Birds of Nebraska: Newspaper Accounts, 1854-1923

Editor [possibly Miles Greenleaf]. July 14, 1918. Omaha Sunday World-Herald 53(41): 4-E. A bird editorial.

Spreading the Gospel.

THere can be no doubt that most thinking people are now fully convinced that the birds must live if we intend to, and that the Almighty placed these beautiful creatures upon this globe for a purpose so important that exaggeration is well nigh impossible.

Especially in war time, when we are urged to conserve every kernel of grain and every pound of vegetable food, should we take to heart the government's assurance that the birds are our best protection against the ravages of noxious insects, worms and rodents - all of which are constantly foraged upon by different classes of these winged experts.

Apparently some misguided folks in Cass county have been revenging themselves upon Robins for taking their cherries, overlooking the fact that if it were not for these same robins and other birds, there would be no cherries to take.

L.J. Mayfield, editor of the Louisville Weekly Courier, of that county, calls attention to this depredation, and bases his argument more upon the humane foundation, in which he is correct. it certainly requires a heart of Bessemer steel to deliberately murder a robin, who is as cheerful and companionable and friendly as the household dog.
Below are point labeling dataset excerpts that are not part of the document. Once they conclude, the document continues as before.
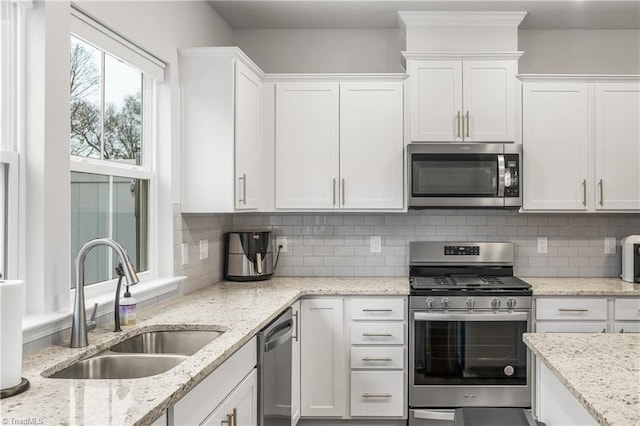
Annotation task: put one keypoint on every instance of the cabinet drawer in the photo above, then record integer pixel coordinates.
(627, 327)
(627, 309)
(572, 327)
(377, 358)
(377, 309)
(377, 393)
(571, 308)
(377, 333)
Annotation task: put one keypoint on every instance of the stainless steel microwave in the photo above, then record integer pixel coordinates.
(471, 175)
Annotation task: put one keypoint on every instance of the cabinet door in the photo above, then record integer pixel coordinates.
(307, 145)
(555, 146)
(617, 136)
(241, 406)
(247, 137)
(371, 146)
(323, 353)
(489, 101)
(436, 100)
(295, 365)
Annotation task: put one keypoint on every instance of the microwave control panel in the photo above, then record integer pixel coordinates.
(512, 175)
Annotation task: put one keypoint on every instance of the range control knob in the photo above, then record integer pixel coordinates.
(445, 302)
(471, 303)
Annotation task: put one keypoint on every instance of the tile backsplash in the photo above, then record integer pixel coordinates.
(337, 244)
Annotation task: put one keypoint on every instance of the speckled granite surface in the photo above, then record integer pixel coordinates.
(240, 308)
(601, 370)
(582, 287)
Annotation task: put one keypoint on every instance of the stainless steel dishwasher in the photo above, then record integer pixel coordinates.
(274, 372)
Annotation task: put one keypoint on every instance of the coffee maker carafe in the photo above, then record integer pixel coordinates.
(248, 256)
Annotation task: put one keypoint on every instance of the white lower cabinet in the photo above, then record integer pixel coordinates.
(555, 405)
(323, 369)
(229, 393)
(241, 407)
(352, 357)
(377, 393)
(587, 314)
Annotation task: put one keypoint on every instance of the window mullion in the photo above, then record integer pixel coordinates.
(102, 105)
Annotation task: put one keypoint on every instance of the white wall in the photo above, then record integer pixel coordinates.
(322, 50)
(579, 51)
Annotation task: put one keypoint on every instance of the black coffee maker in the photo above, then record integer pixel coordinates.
(248, 256)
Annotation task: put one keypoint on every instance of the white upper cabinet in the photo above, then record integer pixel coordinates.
(371, 146)
(339, 145)
(221, 118)
(617, 146)
(307, 145)
(463, 100)
(581, 144)
(555, 146)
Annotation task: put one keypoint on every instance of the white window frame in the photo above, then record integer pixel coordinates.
(11, 129)
(104, 39)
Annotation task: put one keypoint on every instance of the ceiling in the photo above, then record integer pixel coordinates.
(541, 14)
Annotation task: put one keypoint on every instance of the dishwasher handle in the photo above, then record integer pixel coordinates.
(279, 335)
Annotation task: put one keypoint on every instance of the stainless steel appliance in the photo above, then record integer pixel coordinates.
(248, 256)
(274, 372)
(467, 316)
(465, 175)
(631, 259)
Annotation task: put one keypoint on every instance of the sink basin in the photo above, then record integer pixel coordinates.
(181, 342)
(144, 355)
(120, 366)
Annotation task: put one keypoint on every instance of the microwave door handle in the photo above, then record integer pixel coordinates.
(501, 176)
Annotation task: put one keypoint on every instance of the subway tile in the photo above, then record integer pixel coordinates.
(343, 251)
(343, 271)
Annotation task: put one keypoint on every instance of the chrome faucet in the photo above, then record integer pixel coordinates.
(79, 330)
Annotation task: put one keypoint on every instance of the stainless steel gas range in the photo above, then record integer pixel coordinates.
(467, 315)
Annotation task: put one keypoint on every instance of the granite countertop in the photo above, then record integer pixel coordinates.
(242, 309)
(543, 286)
(601, 370)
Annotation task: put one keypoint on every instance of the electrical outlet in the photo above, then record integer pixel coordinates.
(609, 245)
(543, 245)
(204, 249)
(376, 244)
(281, 241)
(185, 253)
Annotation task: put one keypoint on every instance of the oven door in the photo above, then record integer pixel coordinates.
(468, 359)
(460, 175)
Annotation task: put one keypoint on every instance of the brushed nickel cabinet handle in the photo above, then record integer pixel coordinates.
(468, 124)
(243, 178)
(601, 185)
(334, 191)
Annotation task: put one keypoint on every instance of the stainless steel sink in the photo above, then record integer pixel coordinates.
(120, 366)
(144, 355)
(182, 342)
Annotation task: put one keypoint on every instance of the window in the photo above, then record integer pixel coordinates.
(111, 143)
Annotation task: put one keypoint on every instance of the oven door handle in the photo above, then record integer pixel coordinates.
(433, 415)
(454, 316)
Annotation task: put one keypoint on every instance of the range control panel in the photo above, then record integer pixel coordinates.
(461, 250)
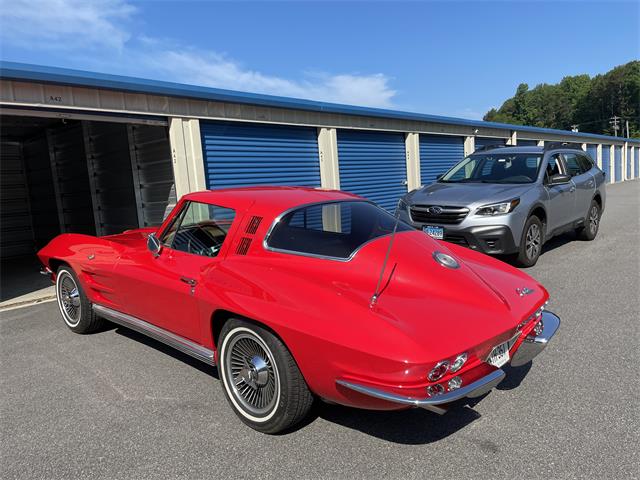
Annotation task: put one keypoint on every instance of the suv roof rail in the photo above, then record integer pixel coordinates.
(490, 147)
(559, 145)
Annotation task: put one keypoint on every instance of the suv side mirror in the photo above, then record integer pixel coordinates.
(154, 245)
(559, 179)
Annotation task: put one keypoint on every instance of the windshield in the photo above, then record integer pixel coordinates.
(495, 168)
(334, 230)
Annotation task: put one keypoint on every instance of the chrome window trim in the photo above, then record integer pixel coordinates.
(277, 220)
(180, 218)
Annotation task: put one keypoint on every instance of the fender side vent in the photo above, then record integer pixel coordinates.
(252, 226)
(243, 246)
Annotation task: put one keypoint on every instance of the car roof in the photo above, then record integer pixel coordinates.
(514, 149)
(269, 199)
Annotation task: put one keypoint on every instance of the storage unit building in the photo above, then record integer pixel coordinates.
(438, 153)
(373, 165)
(240, 154)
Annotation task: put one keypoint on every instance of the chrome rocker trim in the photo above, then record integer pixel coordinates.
(475, 389)
(160, 334)
(532, 345)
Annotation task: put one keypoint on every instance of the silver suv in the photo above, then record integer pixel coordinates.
(510, 200)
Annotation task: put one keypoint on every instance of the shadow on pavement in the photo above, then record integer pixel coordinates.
(410, 427)
(514, 377)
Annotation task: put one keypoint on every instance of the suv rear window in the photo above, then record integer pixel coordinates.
(333, 230)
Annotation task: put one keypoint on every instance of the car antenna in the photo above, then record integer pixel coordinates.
(376, 294)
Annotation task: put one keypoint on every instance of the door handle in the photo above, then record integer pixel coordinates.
(189, 281)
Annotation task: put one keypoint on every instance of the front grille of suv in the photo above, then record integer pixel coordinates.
(438, 214)
(457, 239)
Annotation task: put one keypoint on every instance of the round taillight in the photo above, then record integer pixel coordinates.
(434, 390)
(538, 328)
(458, 363)
(455, 383)
(438, 371)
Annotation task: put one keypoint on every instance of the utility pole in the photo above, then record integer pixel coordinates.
(614, 122)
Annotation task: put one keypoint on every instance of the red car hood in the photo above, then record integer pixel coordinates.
(132, 238)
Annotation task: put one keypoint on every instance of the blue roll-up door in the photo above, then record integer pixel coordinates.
(606, 150)
(373, 165)
(438, 153)
(241, 154)
(485, 141)
(618, 163)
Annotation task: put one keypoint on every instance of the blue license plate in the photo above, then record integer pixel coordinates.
(434, 232)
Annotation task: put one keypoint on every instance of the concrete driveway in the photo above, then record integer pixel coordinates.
(117, 405)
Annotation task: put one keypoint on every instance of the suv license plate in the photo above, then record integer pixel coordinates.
(434, 232)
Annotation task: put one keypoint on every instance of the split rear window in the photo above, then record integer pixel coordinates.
(334, 230)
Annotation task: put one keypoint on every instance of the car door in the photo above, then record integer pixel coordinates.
(584, 182)
(162, 289)
(561, 198)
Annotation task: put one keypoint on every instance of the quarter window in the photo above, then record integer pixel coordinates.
(199, 229)
(335, 230)
(585, 163)
(553, 167)
(573, 164)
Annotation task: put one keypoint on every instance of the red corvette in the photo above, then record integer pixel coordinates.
(296, 293)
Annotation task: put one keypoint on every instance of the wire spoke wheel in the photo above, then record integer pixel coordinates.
(533, 241)
(594, 219)
(69, 298)
(252, 374)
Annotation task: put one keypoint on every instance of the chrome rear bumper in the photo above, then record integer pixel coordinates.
(533, 345)
(530, 347)
(475, 389)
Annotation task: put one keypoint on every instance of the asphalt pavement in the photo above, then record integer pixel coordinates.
(117, 405)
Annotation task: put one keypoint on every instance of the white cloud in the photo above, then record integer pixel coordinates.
(65, 24)
(73, 26)
(215, 70)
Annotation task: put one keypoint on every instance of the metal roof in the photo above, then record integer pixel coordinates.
(64, 76)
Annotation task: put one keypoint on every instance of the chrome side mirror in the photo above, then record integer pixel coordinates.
(154, 245)
(559, 179)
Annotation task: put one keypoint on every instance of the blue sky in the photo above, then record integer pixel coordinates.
(447, 57)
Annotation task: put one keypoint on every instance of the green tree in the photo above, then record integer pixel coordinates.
(577, 100)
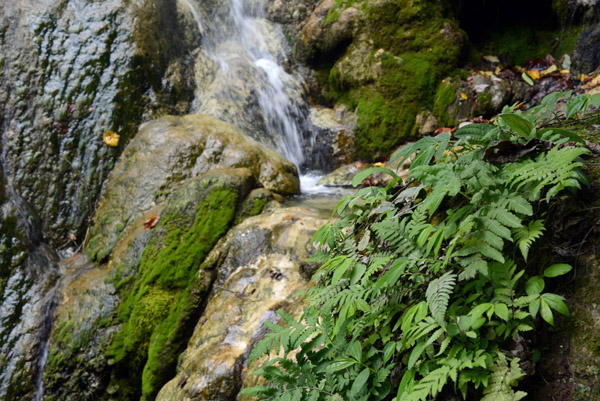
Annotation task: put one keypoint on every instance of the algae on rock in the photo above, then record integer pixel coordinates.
(169, 150)
(135, 313)
(261, 264)
(388, 59)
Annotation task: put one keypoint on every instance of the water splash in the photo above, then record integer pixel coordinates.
(251, 89)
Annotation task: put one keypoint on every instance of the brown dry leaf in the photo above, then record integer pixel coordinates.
(111, 138)
(549, 70)
(151, 222)
(533, 74)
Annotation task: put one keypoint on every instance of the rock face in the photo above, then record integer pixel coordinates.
(261, 264)
(71, 71)
(134, 314)
(380, 61)
(168, 151)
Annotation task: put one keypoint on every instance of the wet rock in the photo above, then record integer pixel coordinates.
(426, 122)
(71, 71)
(153, 288)
(342, 176)
(168, 151)
(27, 275)
(259, 270)
(332, 138)
(319, 38)
(291, 14)
(482, 93)
(381, 62)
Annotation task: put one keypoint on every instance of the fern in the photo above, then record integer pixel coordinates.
(438, 295)
(504, 378)
(421, 279)
(525, 236)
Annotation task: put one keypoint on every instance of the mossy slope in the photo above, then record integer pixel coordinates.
(161, 302)
(400, 51)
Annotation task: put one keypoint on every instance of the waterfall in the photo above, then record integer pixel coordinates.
(250, 87)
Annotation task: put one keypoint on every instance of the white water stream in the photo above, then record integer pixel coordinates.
(248, 52)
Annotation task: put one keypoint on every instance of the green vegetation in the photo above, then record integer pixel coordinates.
(160, 303)
(336, 11)
(420, 48)
(426, 286)
(525, 42)
(444, 97)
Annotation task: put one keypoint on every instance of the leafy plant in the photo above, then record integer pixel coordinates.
(423, 283)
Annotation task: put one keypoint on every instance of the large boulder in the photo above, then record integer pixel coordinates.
(72, 70)
(168, 151)
(383, 58)
(261, 264)
(135, 313)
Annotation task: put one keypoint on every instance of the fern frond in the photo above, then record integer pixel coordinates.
(438, 294)
(504, 377)
(525, 235)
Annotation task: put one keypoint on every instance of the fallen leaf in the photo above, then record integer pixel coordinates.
(549, 70)
(594, 82)
(491, 59)
(527, 79)
(534, 74)
(442, 130)
(111, 138)
(151, 222)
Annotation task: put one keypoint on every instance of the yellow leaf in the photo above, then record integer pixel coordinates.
(111, 138)
(595, 81)
(549, 70)
(533, 74)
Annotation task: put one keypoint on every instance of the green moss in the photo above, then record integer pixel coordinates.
(444, 97)
(159, 304)
(523, 42)
(421, 47)
(386, 113)
(336, 11)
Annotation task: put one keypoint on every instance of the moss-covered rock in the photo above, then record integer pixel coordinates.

Mr. Mayfield says, in his newspaper:

"Reports reach us that there are people in Louisville who make practice of shooting robins. They give, as their excuse, that the robins eat their cherries. We cannot imagine a person in this day of bird study, when all children are taught in school to protect the birds, and to feed them, and put up houses for them and to study their habits, who would take deliberate aim at one of the best loved birds, because they happened to eat a few cherries.

"Enlightened people now feel honored when a robin family condescends to make their home on the premises, and are willing to divide their fruit with them. It is also against the law to shoot a robin, and anyone seen shooting one is liable to be prosecuted. More than one nest full of young robins around here have died of starvation because their industrious parents were caught in some man's cherry tree. Let the birds live! Have a heart!

Audubon, in his honored grave, may take great satisfaction in the fact that there are very few instances of bird murder nowadays as compared with the times in which he lived and studied. In the country and in big cities such as Omaha the songsters are comparatively safe, even against thoughtless youth, for the slingshot and the air rifle in but rare instances are aimed at these friends of humankind. Nests are no longer disturbed and, on the contrary, the youngsters devote a goodly share of their leisure hours to the job of helping the birds in their career.

The cherry-raisers of Louisville should listen to Editor Mayfield, for they are way behind the times.